Just because that link was tweeted or messaged to you by a colleague doesn't mean you should click it (in fact when I discovered the latest variant of Koobface spreading on Facebook, it was because the infected account of a former colleague, incidentally a VP of a global security company had sent it to me). Just because your friend published a list of 25 previously unknown things about themselves doesn't mean you need to reciprocate. Just because a celebrity that you respect tweeted a link, it doesn't mean it's safe to follow it, particularly when the real destination is obscured through a URL shortening service.
Social networking has rapidly gained acceptance in all walks of life, Facebook boasts close to 200 million users, MySpace doesn't advertise its figures but it is certainly Facebook's closest competitor in terms of user numbers and Bebo can count in excess of 40 million users. The customers of these social networking providers are not exclusively the school or university age either. In fact two-thirds of the world's internet population now visit social networking or blogging sites, accounting for almost 10 per cent of all internet time, according to a Nielsen report in March. It's not just about social networking sites though, the professional networking site LinkedIn has a new member joining almost every second and will soon hit 40 million members, and the micro-blogging service Twitter grew a staggering 1,382 per cent year-on-year in February 2009.
With explosive growth and user populations of this order it's hardly surprising that these services also appear to be coming of age as attack platforms for cybercriminals. Web 2.0 with its user-generated, rich, interactive content and social networking with its interlinked trust-based networks of people and groups, offer cybercriminals great scope for leveraging the capabilities offered, both to disseminate traditional forms of malware through new channels and also to carry out social engineering attacks for the purposes of target profiling or information harvesting.
There are several entry points available for cybercriminals into the interactive playground of social networking: fake or compromised profiles, malicious applications, malvertisements, cybersquatting, spam and phish masquerading as legitimate notifications from social networks, information harvesting through group memberships, cross-site scripting vulnerabilities and direct messages just for starters. Victims are at risk of identity theft, fraud, infection or simply of becoming an attack platform to infect or defraud their own friends and colleagues.
The one thing that all of these attacks have in common though is the very thing that binds social networks together: trust. Because the attacks, messages and links come from friends or colleagues, they appear far more credible than the average Spam email from a stranger. Even the Koobface worm with its almost textbook standard Spam messages such as "You are veryy ggood at pposing to a spy cameera!" becomes that little bit more believable when it comes from someone you know. And of course, when we choose to join a community, by default we naively choose to share all of our personal information with any other member of that community simply on the basis of a mutual shared interest.
Most of us are guilty of being far too trusting and far too free with our personal information online, we give away little snippets (or great chunks) of our personal lives in what is essentially a public or at best only semi-private forum, making the work of criminals such as carders and ID fraudsters far more simple.
We need to become far more aware of the value of our personal information and importantly the information we have about our friends.

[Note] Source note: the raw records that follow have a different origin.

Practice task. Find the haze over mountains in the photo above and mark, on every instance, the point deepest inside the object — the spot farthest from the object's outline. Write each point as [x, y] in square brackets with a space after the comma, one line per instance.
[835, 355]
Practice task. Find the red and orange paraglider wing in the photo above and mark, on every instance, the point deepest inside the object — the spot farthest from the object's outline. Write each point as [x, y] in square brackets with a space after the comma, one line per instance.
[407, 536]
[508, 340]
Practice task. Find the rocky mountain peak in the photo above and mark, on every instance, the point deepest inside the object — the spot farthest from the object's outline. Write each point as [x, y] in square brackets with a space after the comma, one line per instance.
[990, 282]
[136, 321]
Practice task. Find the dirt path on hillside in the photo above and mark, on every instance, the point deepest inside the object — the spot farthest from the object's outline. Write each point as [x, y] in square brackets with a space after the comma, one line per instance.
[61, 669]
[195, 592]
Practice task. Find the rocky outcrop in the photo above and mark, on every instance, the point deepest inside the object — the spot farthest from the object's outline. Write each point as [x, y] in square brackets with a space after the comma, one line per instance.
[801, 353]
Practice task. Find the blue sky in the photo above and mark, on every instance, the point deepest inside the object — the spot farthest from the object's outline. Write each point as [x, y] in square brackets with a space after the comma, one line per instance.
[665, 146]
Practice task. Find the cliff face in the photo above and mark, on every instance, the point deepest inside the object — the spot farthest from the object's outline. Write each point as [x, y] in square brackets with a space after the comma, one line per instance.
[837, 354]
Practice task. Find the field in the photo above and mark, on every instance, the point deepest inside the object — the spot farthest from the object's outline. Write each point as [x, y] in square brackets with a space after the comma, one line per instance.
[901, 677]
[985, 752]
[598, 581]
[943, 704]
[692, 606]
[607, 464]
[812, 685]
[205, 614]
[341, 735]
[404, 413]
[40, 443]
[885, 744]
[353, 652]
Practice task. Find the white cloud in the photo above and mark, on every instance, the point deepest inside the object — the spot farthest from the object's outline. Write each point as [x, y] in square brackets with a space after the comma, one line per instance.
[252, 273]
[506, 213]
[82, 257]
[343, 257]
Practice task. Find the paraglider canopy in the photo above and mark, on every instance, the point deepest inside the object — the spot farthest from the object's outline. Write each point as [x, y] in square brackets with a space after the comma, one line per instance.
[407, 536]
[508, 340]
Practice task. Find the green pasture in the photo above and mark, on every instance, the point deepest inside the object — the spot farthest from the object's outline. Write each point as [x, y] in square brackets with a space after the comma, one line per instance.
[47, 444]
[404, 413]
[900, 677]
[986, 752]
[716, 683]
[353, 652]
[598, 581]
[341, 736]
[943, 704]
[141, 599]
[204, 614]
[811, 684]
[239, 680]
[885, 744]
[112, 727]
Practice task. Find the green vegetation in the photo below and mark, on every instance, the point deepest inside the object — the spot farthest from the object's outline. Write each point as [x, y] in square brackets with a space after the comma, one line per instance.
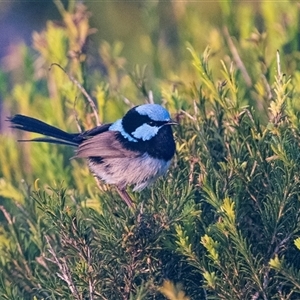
[224, 222]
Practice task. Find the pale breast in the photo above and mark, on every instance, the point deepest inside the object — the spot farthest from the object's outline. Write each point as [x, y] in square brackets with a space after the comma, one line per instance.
[140, 171]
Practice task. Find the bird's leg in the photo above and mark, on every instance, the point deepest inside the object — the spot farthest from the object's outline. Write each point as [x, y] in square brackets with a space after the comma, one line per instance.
[124, 195]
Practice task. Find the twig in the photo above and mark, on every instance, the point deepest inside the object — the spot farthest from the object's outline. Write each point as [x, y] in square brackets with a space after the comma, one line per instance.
[236, 57]
[83, 91]
[64, 274]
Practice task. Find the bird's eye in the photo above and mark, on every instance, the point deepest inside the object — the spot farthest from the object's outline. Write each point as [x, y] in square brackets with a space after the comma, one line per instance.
[151, 123]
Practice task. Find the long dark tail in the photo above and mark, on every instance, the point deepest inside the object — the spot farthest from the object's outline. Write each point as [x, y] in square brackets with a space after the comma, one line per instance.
[52, 134]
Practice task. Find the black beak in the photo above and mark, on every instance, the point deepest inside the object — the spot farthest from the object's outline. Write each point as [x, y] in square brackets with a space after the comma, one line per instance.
[172, 122]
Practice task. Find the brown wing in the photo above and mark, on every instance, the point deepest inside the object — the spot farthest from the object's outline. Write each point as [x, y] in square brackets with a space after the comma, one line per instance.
[104, 145]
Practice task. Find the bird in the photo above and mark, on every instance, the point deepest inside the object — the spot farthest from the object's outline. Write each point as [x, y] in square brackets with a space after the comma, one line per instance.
[133, 151]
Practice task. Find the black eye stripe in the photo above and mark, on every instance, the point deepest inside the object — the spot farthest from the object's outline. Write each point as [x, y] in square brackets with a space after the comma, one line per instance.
[132, 120]
[156, 123]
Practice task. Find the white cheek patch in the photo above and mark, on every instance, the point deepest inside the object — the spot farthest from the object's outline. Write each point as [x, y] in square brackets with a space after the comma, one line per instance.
[117, 126]
[145, 132]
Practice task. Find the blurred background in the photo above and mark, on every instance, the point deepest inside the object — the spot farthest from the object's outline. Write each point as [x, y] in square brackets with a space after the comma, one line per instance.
[127, 34]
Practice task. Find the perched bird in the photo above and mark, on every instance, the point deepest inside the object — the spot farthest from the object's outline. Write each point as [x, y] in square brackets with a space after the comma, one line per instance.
[134, 150]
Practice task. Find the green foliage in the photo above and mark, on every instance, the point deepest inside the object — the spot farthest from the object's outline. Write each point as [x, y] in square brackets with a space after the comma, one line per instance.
[222, 224]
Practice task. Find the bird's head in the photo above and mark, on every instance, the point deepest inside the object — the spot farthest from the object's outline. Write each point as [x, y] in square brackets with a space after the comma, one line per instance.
[143, 122]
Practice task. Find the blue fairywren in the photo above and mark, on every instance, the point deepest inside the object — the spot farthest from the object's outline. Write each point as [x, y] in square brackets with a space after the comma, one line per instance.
[134, 150]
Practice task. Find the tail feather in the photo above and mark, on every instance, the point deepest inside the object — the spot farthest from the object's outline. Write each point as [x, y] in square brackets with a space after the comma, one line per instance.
[55, 135]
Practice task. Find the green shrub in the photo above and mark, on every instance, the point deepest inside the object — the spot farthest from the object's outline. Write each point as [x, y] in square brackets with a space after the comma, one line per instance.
[223, 223]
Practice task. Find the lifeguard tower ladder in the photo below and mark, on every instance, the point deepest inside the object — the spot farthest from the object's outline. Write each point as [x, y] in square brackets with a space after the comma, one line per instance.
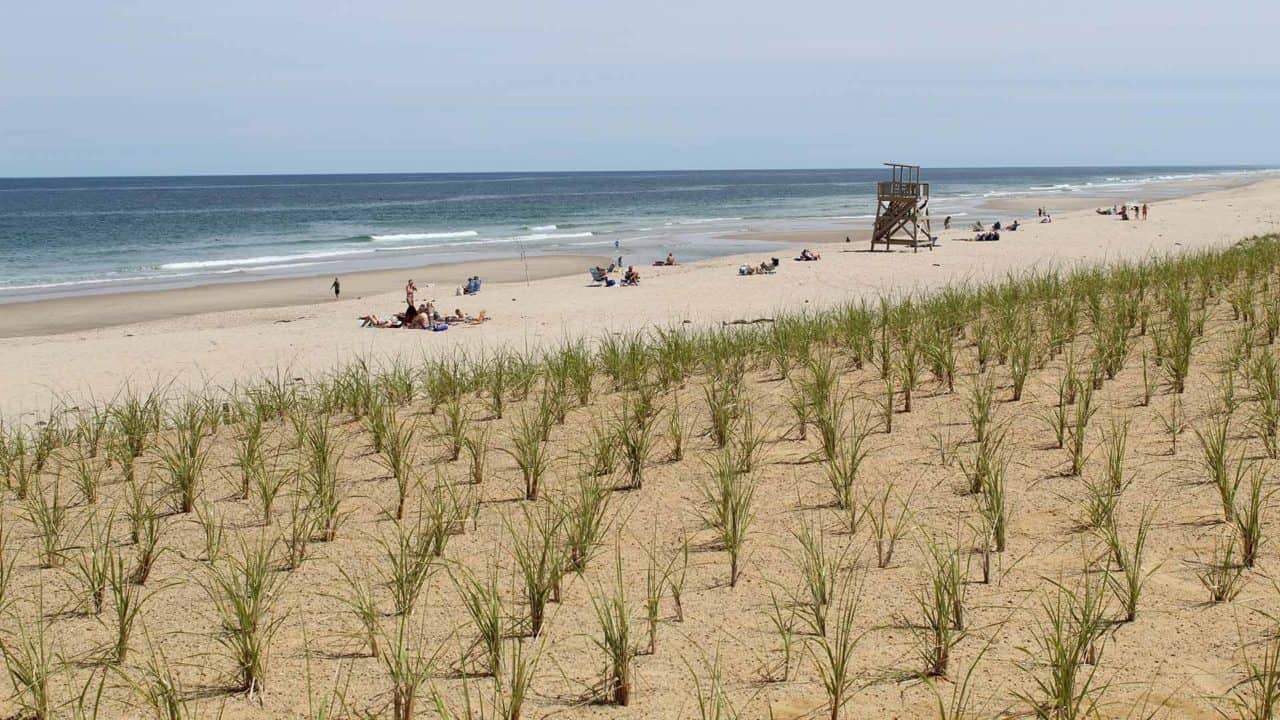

We also need to become far more conversant with the privacy controls available on social and professional networking sites and actually use them. There is no need to fill out that questionnaire "25 Things About Me" and post it on your profile, there is no need to share your entire employment, educational or address history. There is no need to share your first name, name of your first pet, family name, mother's maiden name, isn't that exactly the kind of information needed to reset your email account password or access your financial data? And there is no need to volunteer the email addresses of friends and family when asked to recommend a "joke" website or application to 10 friends.
When your personal information becomes public it is out of your control and soon out of sight. Criminals can and do use this stuff to break into your online accounts, just ask Sarah Palin!